Genetic Connectedness Between Populations
Principal Components Analysis absorbs the information of allele frequencies into a reduced number of independent variables, facilitating the interpretation of potential population structure. The first two PCs showed a clear separation between populations Line1 and Line2, and the F1 animals clustered between both purebred lines (Figure 2). Additionally, despite the differences in the F1 generations (F1-1, F1-2, F1-3, and F1-4), all of them were grouped in a single cluster.

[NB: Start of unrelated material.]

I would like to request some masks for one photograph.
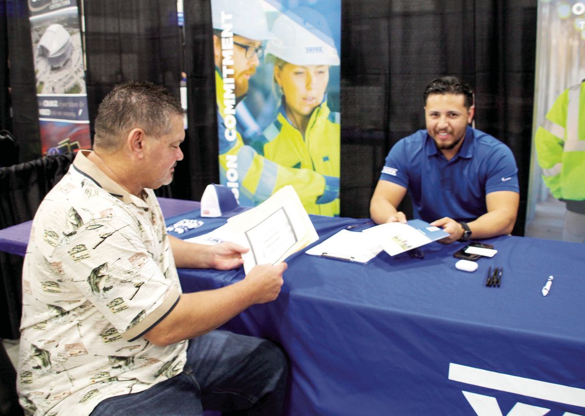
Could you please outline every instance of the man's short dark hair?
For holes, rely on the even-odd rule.
[[[99,104],[94,145],[104,150],[119,147],[132,129],[162,136],[171,131],[171,117],[183,115],[181,102],[164,87],[131,81],[113,87]]]
[[[473,90],[469,84],[457,77],[439,77],[429,82],[423,95],[425,105],[426,98],[432,94],[462,94],[465,97],[464,104],[468,110],[473,105]]]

The first principal component (PC1) was strongly correlated with Line1 in all simulation scenarios, except for SIM2 (Figure 2). This fact highlights that PC1 increases with an increasing relationship in Line1. However, different results can be expected due to the stochastic nature of the simulation analysis and the sampling process to create the training population (as observed for SIM2). Thus, the general pattern of PC1 in comparison to Line1 can be seen as a genomic index that ensures the strong relationship among individuals belonging to the same line.

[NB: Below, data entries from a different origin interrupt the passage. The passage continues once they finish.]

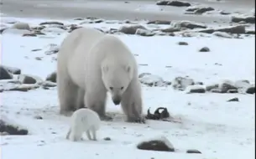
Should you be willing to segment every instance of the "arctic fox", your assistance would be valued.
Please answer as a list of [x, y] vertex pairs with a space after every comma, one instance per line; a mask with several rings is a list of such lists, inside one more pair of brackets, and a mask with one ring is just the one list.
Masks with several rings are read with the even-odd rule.
[[[96, 131], [100, 128], [100, 122], [99, 115], [92, 110], [76, 110], [71, 116], [71, 126], [65, 138], [72, 141], [83, 140], [82, 134], [86, 131], [89, 140], [97, 141]], [[92, 133], [92, 138], [90, 132]]]

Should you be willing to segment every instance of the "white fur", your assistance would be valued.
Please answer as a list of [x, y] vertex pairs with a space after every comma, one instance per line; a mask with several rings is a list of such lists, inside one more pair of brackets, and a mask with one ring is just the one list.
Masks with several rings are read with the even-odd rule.
[[[100, 128], [101, 120], [98, 115], [86, 108], [76, 110], [71, 116], [71, 126], [66, 135], [66, 139], [77, 141], [82, 139], [82, 134], [86, 132], [89, 140], [97, 141], [96, 131]], [[91, 134], [92, 134], [92, 138]]]
[[109, 91], [113, 102], [121, 102], [128, 121], [142, 120], [137, 63], [128, 48], [115, 36], [91, 28], [74, 30], [58, 53], [57, 85], [60, 113], [84, 105], [106, 119]]

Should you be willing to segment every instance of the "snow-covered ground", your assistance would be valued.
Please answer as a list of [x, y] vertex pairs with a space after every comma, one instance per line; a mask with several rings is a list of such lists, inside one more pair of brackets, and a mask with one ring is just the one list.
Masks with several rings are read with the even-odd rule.
[[[15, 18], [13, 18], [15, 20]], [[16, 19], [17, 20], [17, 19]], [[31, 26], [44, 20], [23, 19]], [[7, 22], [2, 20], [2, 23]], [[70, 22], [65, 22], [70, 23]], [[8, 25], [8, 24], [6, 24]], [[117, 24], [85, 24], [112, 28]], [[50, 44], [59, 45], [68, 33], [49, 32], [46, 35], [22, 37], [19, 33], [1, 35], [1, 64], [17, 67], [22, 74], [45, 79], [56, 69], [56, 54], [46, 55]], [[190, 76], [211, 84], [221, 80], [248, 80], [255, 82], [255, 37], [224, 38], [211, 37], [118, 36], [136, 54], [139, 73], [151, 73], [171, 81]], [[179, 45], [186, 42], [188, 45]], [[202, 47], [210, 52], [199, 52]], [[39, 51], [33, 49], [40, 49]], [[37, 60], [39, 57], [41, 60]], [[166, 67], [169, 66], [169, 67]], [[170, 67], [171, 66], [171, 67]], [[144, 112], [167, 107], [180, 122], [148, 121], [146, 124], [127, 123], [123, 119], [102, 121], [98, 141], [72, 142], [65, 136], [70, 117], [60, 115], [56, 88], [28, 92], [6, 91], [1, 95], [1, 114], [29, 130], [29, 136], [1, 136], [3, 159], [241, 159], [254, 158], [254, 95], [185, 94], [169, 87], [143, 87]], [[238, 97], [239, 102], [227, 102]], [[120, 106], [107, 101], [107, 111], [122, 113]], [[43, 120], [35, 120], [35, 115]], [[177, 152], [140, 151], [140, 141], [165, 136]], [[111, 141], [104, 141], [110, 137]], [[197, 149], [202, 154], [187, 154]]]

The improvement of the predictive ability of two distinct training and validation populations (e.g., purebred and crossbred) depends on the similarity or consistency of gametic phase between the SNPs and QTLs across populations. By increasing the relationship distance between individuals, the genomic distance in which the linkage phase will be consistent across populations decreases. As presented in Figure 3, the consistency of gametic phase was reasonably low to moderate among all populations' pairs. As expected, Line1 and Line2 presented the lowest consistency of gametic phase. Populations paired with F1 (i.e., Line1 vs. F1, and Line2 vs. F1) presented the highest consistency of gametic phase.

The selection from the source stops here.